Men carrying yamakasa, which are large 1-ton floats elaborately decorated for this festival, race through the streets of Hakata at full speed.
The sight of the men concentrating all their energy into the floats captivates the hearts of the spectators who number as many as 1 million people.
The yamakasa floats come in two categories, namely, colorful floats for decorative purposes called kazariyama, and floats to be carried in the festival known as kakiyama. The decorated floats are set up on the street corners on July 1st for display, and you can take a look at them while strolling through the city. They are almost 10 meters tall, and are decorated with samurai or popular anime character dolls produced through the expertise of master Hakata Doll craftsmen. Formerly, men used to run about carrying these tall decorated floats, but because they would get stuck on electric cables and lights, it was decided that they were more suited for display purposes only. The floats exhibited at the Kushida-jinja Shrine can be viewed all year round.

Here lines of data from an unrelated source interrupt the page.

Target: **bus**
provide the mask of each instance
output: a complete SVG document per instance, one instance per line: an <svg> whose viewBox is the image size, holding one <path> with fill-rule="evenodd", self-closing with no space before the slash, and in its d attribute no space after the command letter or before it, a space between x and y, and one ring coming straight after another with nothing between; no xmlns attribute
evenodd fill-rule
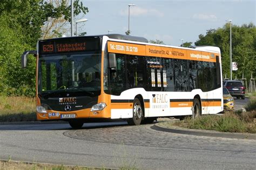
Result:
<svg viewBox="0 0 256 170"><path fill-rule="evenodd" d="M38 121L126 120L151 123L223 110L220 51L153 44L112 34L39 40L36 115Z"/></svg>

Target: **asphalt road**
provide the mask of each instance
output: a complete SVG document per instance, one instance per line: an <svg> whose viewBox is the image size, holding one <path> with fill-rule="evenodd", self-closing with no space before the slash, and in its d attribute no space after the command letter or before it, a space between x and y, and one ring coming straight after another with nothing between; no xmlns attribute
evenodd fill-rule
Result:
<svg viewBox="0 0 256 170"><path fill-rule="evenodd" d="M0 159L140 169L255 169L253 140L157 131L125 122L0 125Z"/></svg>

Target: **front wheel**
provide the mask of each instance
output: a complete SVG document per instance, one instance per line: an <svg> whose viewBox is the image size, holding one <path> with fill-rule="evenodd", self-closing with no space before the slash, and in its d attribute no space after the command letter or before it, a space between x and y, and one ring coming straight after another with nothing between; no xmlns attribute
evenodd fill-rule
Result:
<svg viewBox="0 0 256 170"><path fill-rule="evenodd" d="M200 116L201 115L201 104L200 104L200 101L198 98L194 98L193 101L193 116L194 118Z"/></svg>
<svg viewBox="0 0 256 170"><path fill-rule="evenodd" d="M80 120L74 119L69 121L69 125L73 129L80 129L84 125L84 122Z"/></svg>
<svg viewBox="0 0 256 170"><path fill-rule="evenodd" d="M139 125L140 124L143 116L143 109L140 101L138 98L133 101L133 109L132 110L132 118L127 121L129 125Z"/></svg>

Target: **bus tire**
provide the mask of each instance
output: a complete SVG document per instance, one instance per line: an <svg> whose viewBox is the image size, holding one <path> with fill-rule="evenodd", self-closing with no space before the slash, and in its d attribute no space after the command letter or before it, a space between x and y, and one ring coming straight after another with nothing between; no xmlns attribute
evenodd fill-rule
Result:
<svg viewBox="0 0 256 170"><path fill-rule="evenodd" d="M132 118L127 120L129 125L139 125L142 122L143 116L143 108L140 101L138 98L135 98L133 101L132 109Z"/></svg>
<svg viewBox="0 0 256 170"><path fill-rule="evenodd" d="M84 125L84 122L78 119L70 120L69 123L70 126L75 129L80 129Z"/></svg>
<svg viewBox="0 0 256 170"><path fill-rule="evenodd" d="M201 104L200 104L199 100L197 98L194 98L193 101L193 115L194 118L197 118L201 115Z"/></svg>

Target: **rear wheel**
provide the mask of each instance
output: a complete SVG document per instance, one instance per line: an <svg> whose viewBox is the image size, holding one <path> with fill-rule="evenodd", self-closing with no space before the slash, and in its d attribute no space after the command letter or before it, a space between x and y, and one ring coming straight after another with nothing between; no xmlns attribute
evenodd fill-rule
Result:
<svg viewBox="0 0 256 170"><path fill-rule="evenodd" d="M133 109L132 110L132 118L127 121L129 125L138 125L142 122L143 116L143 108L140 101L138 98L133 101Z"/></svg>
<svg viewBox="0 0 256 170"><path fill-rule="evenodd" d="M80 129L84 125L83 121L77 119L70 120L69 123L70 126L75 129Z"/></svg>
<svg viewBox="0 0 256 170"><path fill-rule="evenodd" d="M197 118L201 116L201 104L200 104L200 101L198 98L195 98L193 101L193 115L194 118Z"/></svg>

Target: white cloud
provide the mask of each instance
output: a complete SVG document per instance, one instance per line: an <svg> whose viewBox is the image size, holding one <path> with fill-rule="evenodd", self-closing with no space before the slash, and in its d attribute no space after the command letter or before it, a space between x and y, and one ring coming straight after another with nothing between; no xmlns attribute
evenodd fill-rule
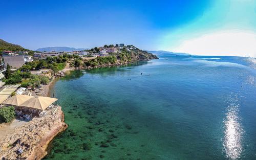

The carried floats are borne by the men from the 10th and the festival culminates in excitement on the 15th. Early in the morning, at 4:59 on this final day of the festival, the first float sets off at the signal of beating drums. This is a contest in which men compete on the time taken to race along a 5 km course, over more or less 30 minutes; although speed is important, they are also required to maintain a graceful and heroic style as they run carrying the floats on their shoulders.
The interesting thing about this festival is that the citizens of Hakata refrain from eating cucumbers during the festival period. Even if they happen to find slices of cucumber in a bowl of salad, they will pick them out. This practice is said to derive from the fact that the pattern of the round cucumber slices resembles the emblem of the festive deity called Gion-sama enshrined in Kushida-jinja Shrine.